Rifiuti, De Luca jr. si dimette dopo l’inchiesta di Fanpage. Renzi non commenta (video)

Roberto De Luca si dimette da assessore al Bilancio del Comune di Salerno. Il figlio del presidente della Regione Campania Vincenzo De Luca, protagonista di un’inchiesta giornalistica della testata web Fanpage su presunti casi di corruzione legati al trasporto e allo smaltimento dei rifiuti in Campania, e indagato dalla Procura di Napoli, lo ha annunciato nel corso di un appuntamento elettorale del Partito democratico al Grand Hotel Salerno, sul lungomare di Salerno. Roberto De Luca ha spiegato di non voler entrare nel merito dell’indagine e di rimettere il proprio mandato nelle mani del sindaco, Vincenzo Napoli.

La videoinchiesta di Fanpage utilizza come infiltrato nel mondo dello smaltimento dei rifiuti l’ex boss camorrista Nunzio Perrella, che si è offerto come “agente provocatore” per smascherare gli illeciti del business delle eco-balle.
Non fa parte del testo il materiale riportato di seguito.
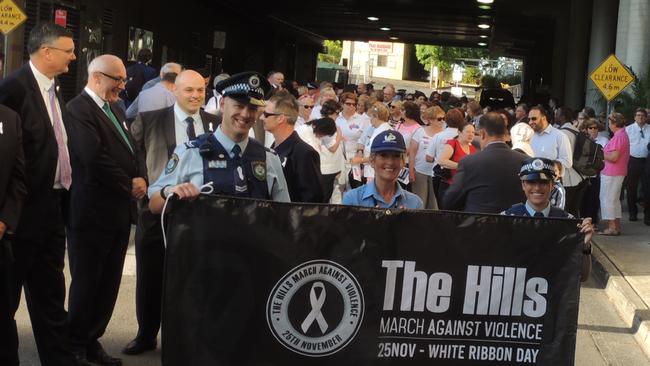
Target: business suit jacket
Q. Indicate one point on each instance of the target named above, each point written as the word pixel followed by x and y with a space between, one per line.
pixel 301 167
pixel 155 136
pixel 12 168
pixel 19 91
pixel 487 182
pixel 103 167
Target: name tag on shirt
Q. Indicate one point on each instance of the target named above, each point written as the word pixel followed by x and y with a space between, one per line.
pixel 217 164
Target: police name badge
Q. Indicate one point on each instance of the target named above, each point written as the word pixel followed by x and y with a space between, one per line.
pixel 218 164
pixel 171 164
pixel 259 169
pixel 315 309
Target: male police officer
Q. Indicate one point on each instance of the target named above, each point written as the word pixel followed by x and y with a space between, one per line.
pixel 537 179
pixel 234 164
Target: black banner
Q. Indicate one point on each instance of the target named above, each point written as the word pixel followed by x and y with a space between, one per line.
pixel 261 283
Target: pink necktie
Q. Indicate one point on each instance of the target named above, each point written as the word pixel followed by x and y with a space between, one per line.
pixel 65 171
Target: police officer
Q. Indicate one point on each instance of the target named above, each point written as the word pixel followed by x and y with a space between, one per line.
pixel 387 157
pixel 537 179
pixel 226 160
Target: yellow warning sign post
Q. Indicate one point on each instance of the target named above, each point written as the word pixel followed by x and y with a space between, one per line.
pixel 11 16
pixel 611 77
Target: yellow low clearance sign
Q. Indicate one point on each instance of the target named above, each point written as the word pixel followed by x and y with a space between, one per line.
pixel 611 77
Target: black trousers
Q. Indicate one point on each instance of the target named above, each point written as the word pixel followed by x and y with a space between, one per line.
pixel 96 262
pixel 574 197
pixel 328 186
pixel 36 264
pixel 636 174
pixel 591 199
pixel 150 259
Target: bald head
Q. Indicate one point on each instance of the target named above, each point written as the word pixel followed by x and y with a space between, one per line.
pixel 106 77
pixel 190 91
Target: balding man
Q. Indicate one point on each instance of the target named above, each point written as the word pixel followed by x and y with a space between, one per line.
pixel 276 79
pixel 109 178
pixel 157 133
pixel 38 242
pixel 161 95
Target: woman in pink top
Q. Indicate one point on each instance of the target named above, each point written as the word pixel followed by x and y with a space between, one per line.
pixel 617 154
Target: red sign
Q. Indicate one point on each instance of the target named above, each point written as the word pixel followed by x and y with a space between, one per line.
pixel 381 48
pixel 61 17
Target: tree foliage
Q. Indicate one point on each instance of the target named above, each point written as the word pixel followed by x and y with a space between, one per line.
pixel 334 50
pixel 444 57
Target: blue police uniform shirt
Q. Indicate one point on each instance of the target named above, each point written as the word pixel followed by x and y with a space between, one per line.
pixel 367 196
pixel 186 166
pixel 526 209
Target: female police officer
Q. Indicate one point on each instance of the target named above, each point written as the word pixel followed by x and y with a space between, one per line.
pixel 387 159
pixel 537 179
pixel 227 159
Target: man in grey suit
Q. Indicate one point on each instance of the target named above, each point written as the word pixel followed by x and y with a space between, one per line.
pixel 488 181
pixel 157 133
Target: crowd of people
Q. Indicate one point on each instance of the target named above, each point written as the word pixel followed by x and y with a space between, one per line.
pixel 78 175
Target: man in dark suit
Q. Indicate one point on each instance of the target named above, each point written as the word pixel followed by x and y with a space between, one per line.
pixel 12 195
pixel 487 181
pixel 39 242
pixel 156 134
pixel 108 175
pixel 300 162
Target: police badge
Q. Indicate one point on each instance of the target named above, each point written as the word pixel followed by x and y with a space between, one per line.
pixel 259 169
pixel 171 164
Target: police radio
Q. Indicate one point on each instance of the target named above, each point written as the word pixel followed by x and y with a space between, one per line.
pixel 206 150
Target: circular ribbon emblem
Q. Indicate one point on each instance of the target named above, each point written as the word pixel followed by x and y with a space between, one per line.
pixel 316 309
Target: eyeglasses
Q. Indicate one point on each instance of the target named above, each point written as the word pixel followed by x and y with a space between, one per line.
pixel 118 79
pixel 68 51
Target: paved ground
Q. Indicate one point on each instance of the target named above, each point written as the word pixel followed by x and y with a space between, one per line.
pixel 603 338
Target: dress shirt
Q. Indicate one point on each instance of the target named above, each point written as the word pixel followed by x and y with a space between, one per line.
pixel 638 143
pixel 156 97
pixel 439 140
pixel 367 196
pixel 532 211
pixel 44 85
pixel 180 126
pixel 553 144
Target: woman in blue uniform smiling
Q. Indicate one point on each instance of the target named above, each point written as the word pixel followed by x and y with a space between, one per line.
pixel 387 157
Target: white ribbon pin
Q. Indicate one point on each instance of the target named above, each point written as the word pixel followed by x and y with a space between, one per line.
pixel 316 306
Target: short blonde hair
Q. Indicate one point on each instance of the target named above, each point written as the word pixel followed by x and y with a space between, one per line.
pixel 378 110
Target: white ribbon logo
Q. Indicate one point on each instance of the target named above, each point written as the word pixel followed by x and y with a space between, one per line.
pixel 316 305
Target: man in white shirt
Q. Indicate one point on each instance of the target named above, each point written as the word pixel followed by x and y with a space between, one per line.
pixel 548 142
pixel 639 135
pixel 573 182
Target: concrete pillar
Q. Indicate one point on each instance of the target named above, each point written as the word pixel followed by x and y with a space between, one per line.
pixel 559 60
pixel 577 53
pixel 602 44
pixel 633 35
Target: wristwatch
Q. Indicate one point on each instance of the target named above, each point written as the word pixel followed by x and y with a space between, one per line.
pixel 163 192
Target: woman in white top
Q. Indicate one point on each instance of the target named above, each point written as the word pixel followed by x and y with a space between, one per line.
pixel 351 125
pixel 421 171
pixel 379 115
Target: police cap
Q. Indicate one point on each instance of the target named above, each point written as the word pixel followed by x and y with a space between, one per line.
pixel 388 140
pixel 247 87
pixel 537 169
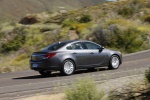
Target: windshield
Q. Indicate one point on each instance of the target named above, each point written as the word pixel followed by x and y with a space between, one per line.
pixel 55 46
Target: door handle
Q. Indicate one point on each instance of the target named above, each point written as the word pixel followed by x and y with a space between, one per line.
pixel 74 53
pixel 92 53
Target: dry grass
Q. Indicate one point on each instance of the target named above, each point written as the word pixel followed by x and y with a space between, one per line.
pixel 59 96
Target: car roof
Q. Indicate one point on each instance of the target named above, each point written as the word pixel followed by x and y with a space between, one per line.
pixel 70 41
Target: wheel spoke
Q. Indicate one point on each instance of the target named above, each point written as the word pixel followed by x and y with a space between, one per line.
pixel 68 67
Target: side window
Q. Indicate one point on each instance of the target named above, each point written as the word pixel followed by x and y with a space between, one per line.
pixel 75 46
pixel 91 45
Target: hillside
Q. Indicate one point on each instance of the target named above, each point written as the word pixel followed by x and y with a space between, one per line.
pixel 16 9
pixel 122 25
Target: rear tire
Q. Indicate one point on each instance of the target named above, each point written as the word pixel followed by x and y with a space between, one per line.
pixel 68 67
pixel 45 73
pixel 114 62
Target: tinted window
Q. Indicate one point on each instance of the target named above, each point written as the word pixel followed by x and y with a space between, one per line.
pixel 90 45
pixel 55 46
pixel 75 46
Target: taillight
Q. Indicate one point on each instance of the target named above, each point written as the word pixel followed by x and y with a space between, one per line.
pixel 50 55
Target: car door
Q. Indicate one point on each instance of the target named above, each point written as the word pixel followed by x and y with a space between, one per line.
pixel 97 54
pixel 81 55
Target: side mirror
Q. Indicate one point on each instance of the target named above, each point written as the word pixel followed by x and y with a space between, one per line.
pixel 101 49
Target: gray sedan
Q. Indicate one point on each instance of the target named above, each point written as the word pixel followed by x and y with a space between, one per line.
pixel 68 56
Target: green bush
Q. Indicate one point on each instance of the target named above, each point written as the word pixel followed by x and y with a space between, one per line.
pixel 146 18
pixel 17 40
pixel 68 22
pixel 85 19
pixel 125 11
pixel 84 89
pixel 147 75
pixel 127 40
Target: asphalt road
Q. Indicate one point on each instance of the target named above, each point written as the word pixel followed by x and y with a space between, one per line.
pixel 25 83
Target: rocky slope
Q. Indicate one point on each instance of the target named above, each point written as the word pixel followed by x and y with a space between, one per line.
pixel 18 8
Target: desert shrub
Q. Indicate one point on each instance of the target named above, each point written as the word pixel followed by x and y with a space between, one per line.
pixel 146 18
pixel 84 89
pixel 68 22
pixel 127 40
pixel 125 11
pixel 17 40
pixel 147 75
pixel 85 19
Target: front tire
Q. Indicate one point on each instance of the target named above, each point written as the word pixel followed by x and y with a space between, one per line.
pixel 114 62
pixel 45 73
pixel 68 67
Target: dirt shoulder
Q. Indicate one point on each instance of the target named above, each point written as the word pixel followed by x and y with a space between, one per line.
pixel 106 86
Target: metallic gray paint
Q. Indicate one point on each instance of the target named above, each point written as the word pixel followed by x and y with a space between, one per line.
pixel 83 58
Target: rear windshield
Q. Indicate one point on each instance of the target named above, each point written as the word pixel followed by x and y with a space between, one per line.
pixel 55 46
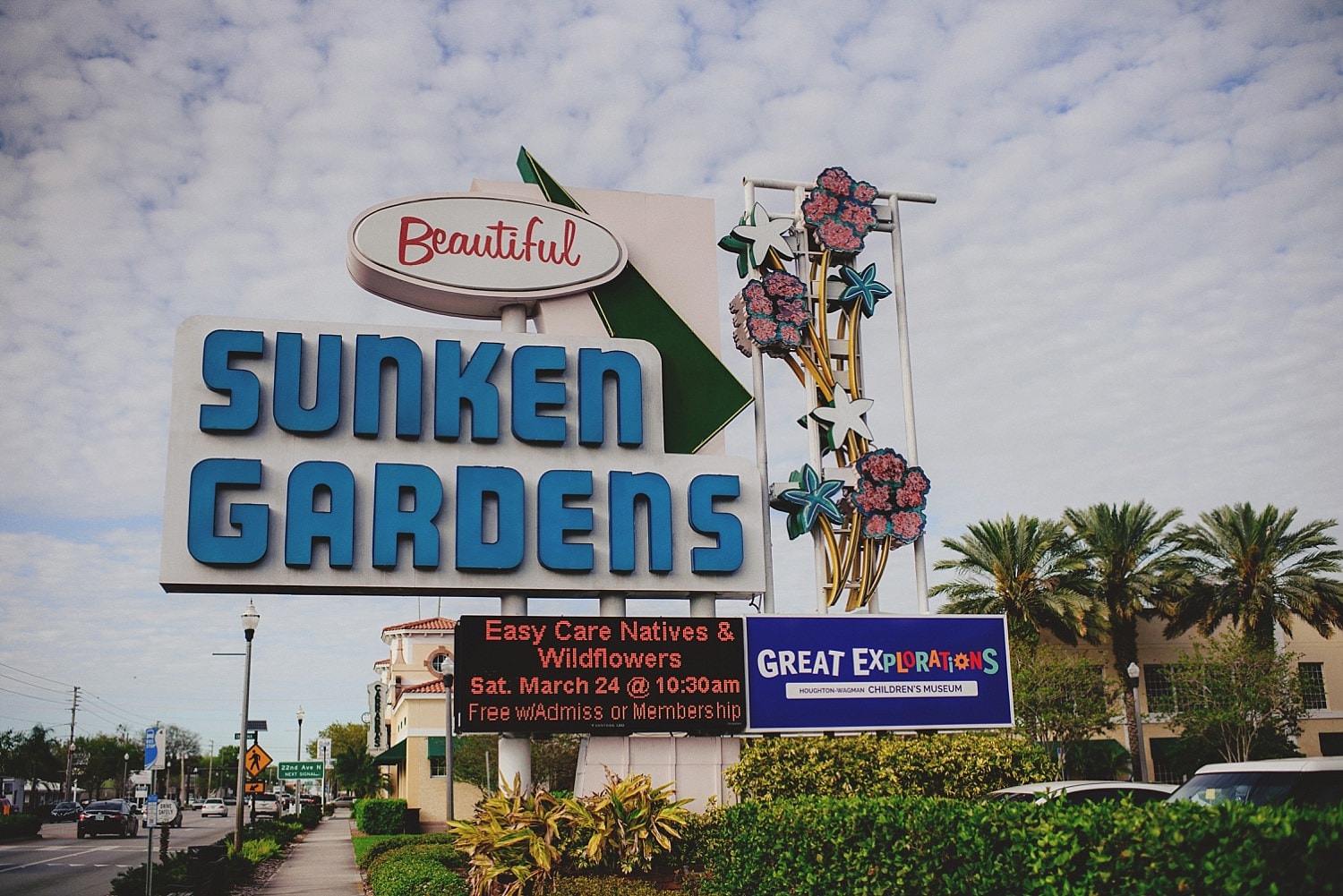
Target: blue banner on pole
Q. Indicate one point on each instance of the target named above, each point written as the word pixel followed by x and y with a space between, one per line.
pixel 877 673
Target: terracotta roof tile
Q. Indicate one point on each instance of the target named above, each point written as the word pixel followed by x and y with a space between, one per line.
pixel 434 624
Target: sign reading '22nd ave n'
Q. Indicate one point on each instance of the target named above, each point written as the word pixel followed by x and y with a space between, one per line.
pixel 469 254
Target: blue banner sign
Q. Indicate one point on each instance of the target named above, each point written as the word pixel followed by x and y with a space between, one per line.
pixel 877 673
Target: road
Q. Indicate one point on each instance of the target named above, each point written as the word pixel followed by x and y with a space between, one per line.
pixel 58 864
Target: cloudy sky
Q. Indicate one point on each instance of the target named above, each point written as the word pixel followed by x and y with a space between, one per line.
pixel 1130 287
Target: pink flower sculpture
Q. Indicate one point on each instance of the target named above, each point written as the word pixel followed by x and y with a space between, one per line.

Tra gli altri Perrella incontra anche De Luca jr. e l’incontro viene filmato. Anche Perrella e i giornalisti di Fanpage.it sono finiti indagati per il reato di induzione alla corruzione.  Il presidente della Campania Vincenzo De Luca ha commentato così il coinvolgimento del figlio Roberto: “Abbiamo assistito a sceneggiature impensabili, con camorristi assoldati per fare grandi operazioni di intelligence”.

Sulla vicenda il segretario del Pd Matteo Renzi non ha voluto fare commenti: “Su questa vicenda c’è un’indagine di Fanpage.it ed è un’indagine giornalistica. Ma c’è anche un’indagine della magistratura, che non riguarda soltanto alcuni politici che hanno ricevuto un avviso di garanzia, ma riguarda anche voi di Fanpage”. “Io sono garantista – ha aggiunto Renzi – penso che un avviso di garanzia non sia una sentenza. Penso che voi abbiate il diritto e il dovere di mostrare le vostre carte e la vostra innocenza e di provarla come pure faranno gli altri indagati, ma non potete chiedere a me, finché c’è la magistratura in campo, di mettere la mia parola, di mettere il naso in questa dinamica nella quale, finché c’è la magistratura, i politici è meglio che tacciano”.